Wharton Recognizes Reputation Damage Caused by Pro-Hamas Students

(RightWing.org) – College students staged pro-Hamas protests on the campuses of several American universities in the wake of Israel’s declaration of war with the Islamist terrorist group in early October. An administration official from the prestigious Wharton School of the University of Pennsylvania recently spoke out about the business school’s reputation damage caused by the protesting students.

Wharton School Dean Erika H. James sat down for an in-depth interview with The Economic Club of New York’s chair, John C. Williams, during a Signature Luncheon on November 7. She shared her insight on business education skills for future work environments, leadership in uncertain times, and current global business trends.
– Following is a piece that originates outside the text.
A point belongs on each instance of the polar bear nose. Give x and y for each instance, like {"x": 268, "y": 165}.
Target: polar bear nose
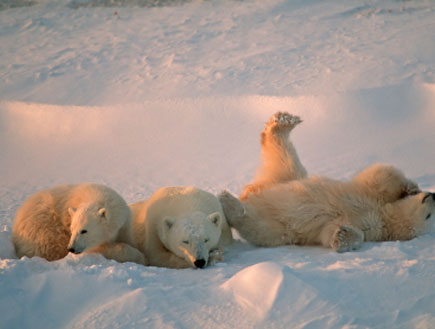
{"x": 199, "y": 263}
Naturally, the conversation turned to the mounting controversy surrounding the pro-Hamas protests staged by students on Wharton’s campus grounds. James readily acknowledged the “reputational damage” sustained by the university. She also conceded that the school had a “responsibility to repair… relationships” and “address” the mounting questions regarding the students’ conduct.

James said school officials were working with students to address their needs and to exert what “control” they have over extra-curricular activities. She explained that supporting their needs while providing a secure place for them to continue their studies was fundamental to the success of the school, a reference to some safety issues that recently arose at the University of Pennsylvania.

On November 6, the university’s president, M. Elizabeth Magill, issued a press release discussing a recent anti-Semitic threat. She explained that she learned that some staff members had received “disturbing” emails threatening violence against members of the school’s Jewish community.

According to the statement, those threats targeted the local chapter of Hillel International, the world’s largest college campus organization. The emails also cited Lauder College House, one of the school’s student dormitories, and listed some intended targets by name.

Magill confirmed that she reported the “hateful” messages to officials with the Pennsylvania Division of Public Safety. They notified the FBI of the incidents, and the two agencies launched a joint investigation.